Buying your first house is exciting, daunting and also full of valuable lessons. The more you can prepare yourself for the common pitfalls that may affect new buyers, the more likely you’ll be to avoid them.
Saving up is your first port of call. Saving for a house deposit takes time, energy and a planned approach. Create a budget to work out how much you can afford to put away, look at Help to Save schemes and the new buyer’s ISA products, and research banks for those which offer special rates for deposit savers.
Be realistic with your timelines and track progress so that you can see how close you are to your goal. If your budget and savings calculations show that you’re likely to be saving for years until you have sufficient deposit, put your plan B into action. Look at less expensive areas, consider shared ownership schemes and look for new build schemes which may allow smaller deposits of around 5 per cent.
Be flexible if you are committed to getting on the housing ladder. There are also guarantor mortgages available if your parents are willing to financially back you as a lender; all worth looking at in your quest for home ownership. It also makes sense to have a healthy contingency fund available, as the costs mount up.
On mortgages, homebuyers reports and insurance
There is enormous variety in the mortgage world and interest rates are currently very low compared to historical averages. It is often worth using a whole of market broker who will have access to mortgage deals that you might not be able to find easily as a ‘regular’ customer.
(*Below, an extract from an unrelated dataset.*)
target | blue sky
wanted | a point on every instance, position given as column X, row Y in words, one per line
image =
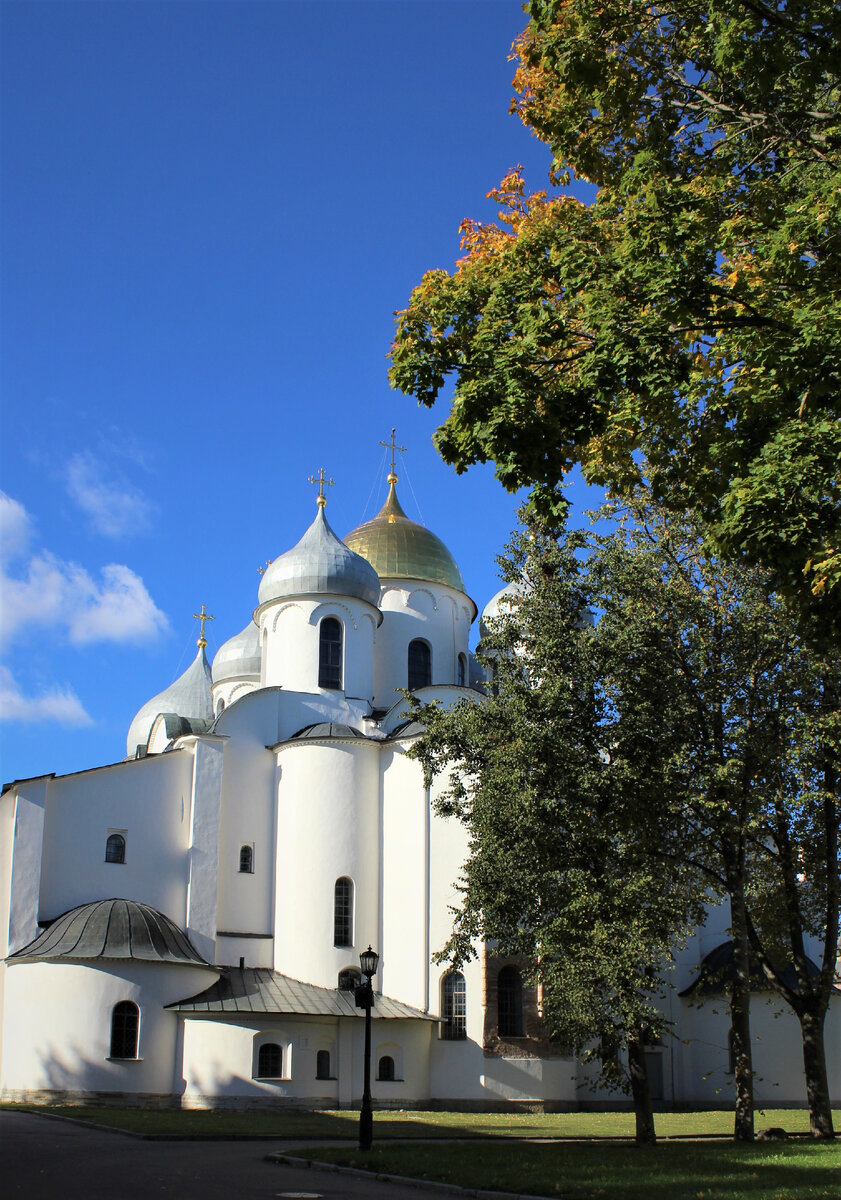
column 210, row 211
It is also tempting to get the basic home condition report to save money, but remember that a house purchase will be one of the biggest you’ll ever make in your lifetime. So consider getting the more comprehensive homebuyer’s report and spending the extra. It will tell you far more and will give you some negotiating power with the sellers if something crops up that potentially diminishes the home’s value.
Remember too to shop around for your home insurance and don’t feel that you must take buildings insurance from your mortgage provider. They may try the heavy sell, but you aren’t obliged to take it from them, only to have it in place for the duration of the mortgage.
Making a decision
It’s easy to get swept away by a house that you really love, without objectively assessing which features would need to be changed to fit your needs, and which of those would be simple or difficult to manage; both in terms of ease and cost.
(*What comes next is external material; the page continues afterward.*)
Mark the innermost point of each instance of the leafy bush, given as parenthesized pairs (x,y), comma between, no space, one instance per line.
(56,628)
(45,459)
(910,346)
For example, instead of completely upgrading the kitchen / bathroom, you could simply install a mains booster pump and that will dramatically improve the water pressure in the whole property.
If you have thoughts of knocking through a partition wall but haven’t actually checked whether or not it is structural, you could find yourself in a fix. Equally, don’t make a choice on your preferred home without enlisting help from at least one other person for a second point of view.
A parent, friend, partner or sibling can be useful since they will see different things from you and will be less emotionally invested in the immediate response to the place. Take a checklist with you that refers to your must haves and ‘would like to haves.’ Take photos, make notes and capture specifics. You’ll be amazed at how you remember things differently later on.
If you’ve visited a potential dream home on a sunny day at the weekend, make sure that you visit at rush hour, and in the evening. Houses, roads, conditions and even neighbours can have very different patterns at different times of day and you don’t want to be lulled into a false sense of security by visiting at the best time of day for that property. For example, homes near schools can find that roads become very congested at drop off and collection times.
Don’t rush into buying your first home if you don’t yet have an emergency fund saved up, certainty of employment and a clear plan for maintaining the house, making repairs and covering the mortgage. It is well worth taking your time until you are sure of your position. As we touched on earlier, a home purchase is likely to be the biggest you’ll ever make, and it’s an asset that you will have for some years once you do invest; for better or worse!